Government building in Hyderabad, India

Telangana State Guesthouse, formerly residential part of Chief Minister's Camp Office, is a state guest house of the State Government of Telangana, India. The camp office's office is converted to the Office of the Inspector General (security). The building is now part of Praja Bhavan, the official residence of the Chief Minister of Telangana. It is located in Greenlands circle, Begumpet.

==History==
It was formerly the official residence of the Chief Minister of Telangana and before bifurcation the official residence of Chief Minister of Andhra Pradesh (United). The camp office was built in 2004 after the Congress party came into power as the official residence of the Chief Minister of Andhra Pradesh. The first Chief Minister to move in was Y. S. Rajasekhara Reddy in 2005 and stayed in it for five years, until his death in 2009.

==The Camp Office==
The CM Camp Office has office and residence on the two-storied premises. The land area is over 2 acre with a built up area of 25,500 Square foot. It has roads on both east and north directions. It was built as per Vaastu principles.

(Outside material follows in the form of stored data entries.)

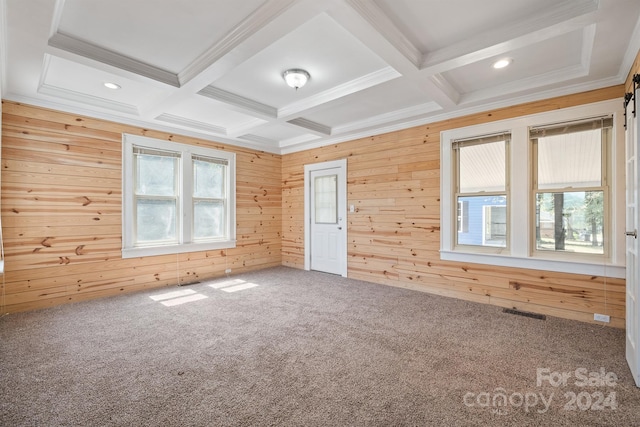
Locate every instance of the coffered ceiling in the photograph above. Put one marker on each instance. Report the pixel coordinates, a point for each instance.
(213, 68)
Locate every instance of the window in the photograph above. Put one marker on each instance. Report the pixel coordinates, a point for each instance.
(537, 192)
(570, 186)
(463, 217)
(176, 198)
(481, 191)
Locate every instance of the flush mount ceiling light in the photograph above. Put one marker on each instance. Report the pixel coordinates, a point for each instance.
(501, 63)
(296, 78)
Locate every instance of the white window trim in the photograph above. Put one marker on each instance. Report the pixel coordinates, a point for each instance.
(184, 233)
(520, 254)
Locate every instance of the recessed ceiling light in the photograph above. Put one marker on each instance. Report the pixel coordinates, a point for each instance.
(296, 78)
(501, 63)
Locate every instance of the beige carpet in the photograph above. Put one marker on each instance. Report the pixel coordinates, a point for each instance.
(283, 347)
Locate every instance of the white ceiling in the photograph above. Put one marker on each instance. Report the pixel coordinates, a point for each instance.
(213, 68)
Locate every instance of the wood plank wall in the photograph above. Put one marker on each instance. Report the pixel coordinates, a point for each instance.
(394, 234)
(61, 212)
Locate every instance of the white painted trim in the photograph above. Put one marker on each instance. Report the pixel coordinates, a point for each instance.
(555, 21)
(476, 107)
(600, 270)
(239, 34)
(83, 98)
(129, 250)
(311, 125)
(361, 83)
(630, 54)
(244, 104)
(341, 163)
(372, 13)
(393, 116)
(181, 121)
(519, 255)
(105, 56)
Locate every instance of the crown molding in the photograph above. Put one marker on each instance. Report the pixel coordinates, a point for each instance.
(630, 54)
(82, 48)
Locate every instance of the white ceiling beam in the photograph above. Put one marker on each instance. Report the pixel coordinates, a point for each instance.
(240, 103)
(271, 22)
(356, 85)
(559, 20)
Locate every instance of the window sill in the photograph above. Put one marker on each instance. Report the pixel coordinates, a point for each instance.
(574, 267)
(176, 249)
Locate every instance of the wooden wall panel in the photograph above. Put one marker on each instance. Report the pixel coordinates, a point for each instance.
(62, 207)
(394, 234)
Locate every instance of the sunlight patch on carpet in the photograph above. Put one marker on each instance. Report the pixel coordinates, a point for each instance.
(234, 285)
(183, 300)
(174, 294)
(239, 287)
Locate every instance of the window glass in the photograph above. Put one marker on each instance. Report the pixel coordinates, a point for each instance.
(486, 218)
(208, 179)
(155, 175)
(155, 221)
(208, 219)
(326, 199)
(177, 198)
(481, 193)
(482, 167)
(571, 160)
(570, 193)
(570, 221)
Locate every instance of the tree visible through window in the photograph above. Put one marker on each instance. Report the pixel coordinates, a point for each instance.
(570, 186)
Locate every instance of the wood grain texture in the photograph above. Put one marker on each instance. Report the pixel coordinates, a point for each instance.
(62, 212)
(393, 181)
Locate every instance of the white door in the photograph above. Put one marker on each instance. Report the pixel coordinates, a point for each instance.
(633, 272)
(325, 217)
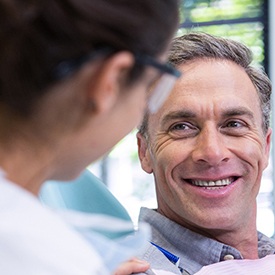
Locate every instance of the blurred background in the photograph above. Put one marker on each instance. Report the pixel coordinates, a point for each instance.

A theater was built on the premises in 2007 at a cost of ₹1.15 crore, 2500 sqft and has state of the art recording and online editing equipment.

==Chief Ministers in residence==
- Y. S. Rajasekhara Reddy – 2005–2009
- Konijeti Rosiah after sworn in as Chief Minister, never resided but used as office
- Nallari Kiran Kumar Reddy – 2010–2014.
- Kalvakuntla Chandrashekar Rao – June 2014 – November 2016

==Post bifurcation==
Following the creation of the state of Telangana, the Camp Office became the residence of the Chief Minister of Telangana, with the Chief Minister of the residual Andhra Pradesh taking up residence at the Lakeview Guest House.

- K Chandrashekhar Rao – 22 June 2014 – 2015

==Present==
Presently it is used as a guest house by the Chief Minister of Telangana.